Love of Money: The Heavy Sickness of the Soul
By Photios Kontoglou
By Photios Kontoglou
“Make for yourselves money-bags that do not grow old, an unfailing treasure in the heavens, where no thief comes near” (Luke 12:33)
“The love of money is the root of all evils” (1 Tim. 6:10)
Of all the sicknesses that afflict the human soul, the most disgusting, in my judgment, is love of money, stinginess. From a young age I detested it. And now, although with age I have changed my mind about many things, about stinginess I have not changed. I would rather deal even with a murderer than with a miser. For the murderer may have killed in a surge of soul, in anger, and later repented, whereas the miser is a cold calculator, rotten to the bone. In the murderer you may find some feelings; in the miser you will find none. The miser is of course always selfish, loving only himself, but many times he is a monster worse even than the selfish man, because he may not even love himself, and may let himself die of hunger.

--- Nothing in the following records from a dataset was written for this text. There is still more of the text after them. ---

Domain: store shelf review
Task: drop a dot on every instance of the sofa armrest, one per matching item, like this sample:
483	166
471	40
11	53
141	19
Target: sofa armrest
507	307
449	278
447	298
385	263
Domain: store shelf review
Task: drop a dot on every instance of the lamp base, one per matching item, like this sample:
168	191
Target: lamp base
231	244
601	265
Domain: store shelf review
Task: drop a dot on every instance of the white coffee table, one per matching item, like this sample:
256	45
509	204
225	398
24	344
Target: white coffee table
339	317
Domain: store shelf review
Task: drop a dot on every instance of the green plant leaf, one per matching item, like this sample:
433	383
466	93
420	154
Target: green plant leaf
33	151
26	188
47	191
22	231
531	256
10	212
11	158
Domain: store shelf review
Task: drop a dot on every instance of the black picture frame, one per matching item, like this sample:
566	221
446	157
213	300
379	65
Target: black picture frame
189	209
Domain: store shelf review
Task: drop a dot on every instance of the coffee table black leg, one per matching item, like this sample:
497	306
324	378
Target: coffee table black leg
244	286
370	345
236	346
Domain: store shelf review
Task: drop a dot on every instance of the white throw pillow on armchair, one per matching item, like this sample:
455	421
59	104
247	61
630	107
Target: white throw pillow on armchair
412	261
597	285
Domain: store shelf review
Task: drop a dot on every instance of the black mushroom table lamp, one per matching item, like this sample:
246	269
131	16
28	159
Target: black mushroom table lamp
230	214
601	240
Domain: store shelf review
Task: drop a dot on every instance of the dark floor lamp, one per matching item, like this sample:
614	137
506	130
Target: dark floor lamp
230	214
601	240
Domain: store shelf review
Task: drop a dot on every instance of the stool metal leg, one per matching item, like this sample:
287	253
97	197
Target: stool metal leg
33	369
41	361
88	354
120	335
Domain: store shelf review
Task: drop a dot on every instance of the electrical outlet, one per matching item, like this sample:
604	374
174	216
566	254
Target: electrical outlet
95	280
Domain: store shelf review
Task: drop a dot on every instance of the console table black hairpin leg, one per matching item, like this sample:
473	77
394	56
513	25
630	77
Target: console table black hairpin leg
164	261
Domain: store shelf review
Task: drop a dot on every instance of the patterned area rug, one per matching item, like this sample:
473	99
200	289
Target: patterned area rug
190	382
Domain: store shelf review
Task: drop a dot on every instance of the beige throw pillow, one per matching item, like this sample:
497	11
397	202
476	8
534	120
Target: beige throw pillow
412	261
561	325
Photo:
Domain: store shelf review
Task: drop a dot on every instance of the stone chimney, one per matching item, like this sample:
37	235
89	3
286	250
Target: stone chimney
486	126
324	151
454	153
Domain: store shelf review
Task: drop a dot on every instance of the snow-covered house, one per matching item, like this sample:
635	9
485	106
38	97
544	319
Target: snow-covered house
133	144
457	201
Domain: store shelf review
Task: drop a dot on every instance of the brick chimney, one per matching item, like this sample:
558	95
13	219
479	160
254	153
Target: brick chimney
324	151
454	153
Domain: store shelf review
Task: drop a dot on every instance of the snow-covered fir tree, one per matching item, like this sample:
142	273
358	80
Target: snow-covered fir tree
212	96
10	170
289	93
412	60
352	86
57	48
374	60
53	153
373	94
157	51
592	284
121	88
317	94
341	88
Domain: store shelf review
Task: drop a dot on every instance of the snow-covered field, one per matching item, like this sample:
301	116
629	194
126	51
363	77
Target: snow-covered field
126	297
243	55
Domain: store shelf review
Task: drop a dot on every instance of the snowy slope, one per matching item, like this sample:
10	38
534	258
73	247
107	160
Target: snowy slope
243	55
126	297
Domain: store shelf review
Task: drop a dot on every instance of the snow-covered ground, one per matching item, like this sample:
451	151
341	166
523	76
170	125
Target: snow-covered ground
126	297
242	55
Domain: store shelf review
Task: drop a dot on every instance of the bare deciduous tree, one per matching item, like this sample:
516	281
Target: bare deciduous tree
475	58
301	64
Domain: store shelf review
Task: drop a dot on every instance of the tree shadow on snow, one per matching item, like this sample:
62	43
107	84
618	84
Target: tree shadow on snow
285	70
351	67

With this, man shows how he can fall into a condition that no other animal reaches. Only he, who called himself “king of the animals,” arrives at such disgusting foolishness that, out of his stinginess, he hides his money in the mattress or the pillow and dies of hunger. Have you ever seen a stingy dog? Or a donkey that has plenty of hay to eat and yet does not touch it, and is found dead from hunger? You see how the miser becomes mad, and indeed the most unpleasant, the most repulsive kind of madman.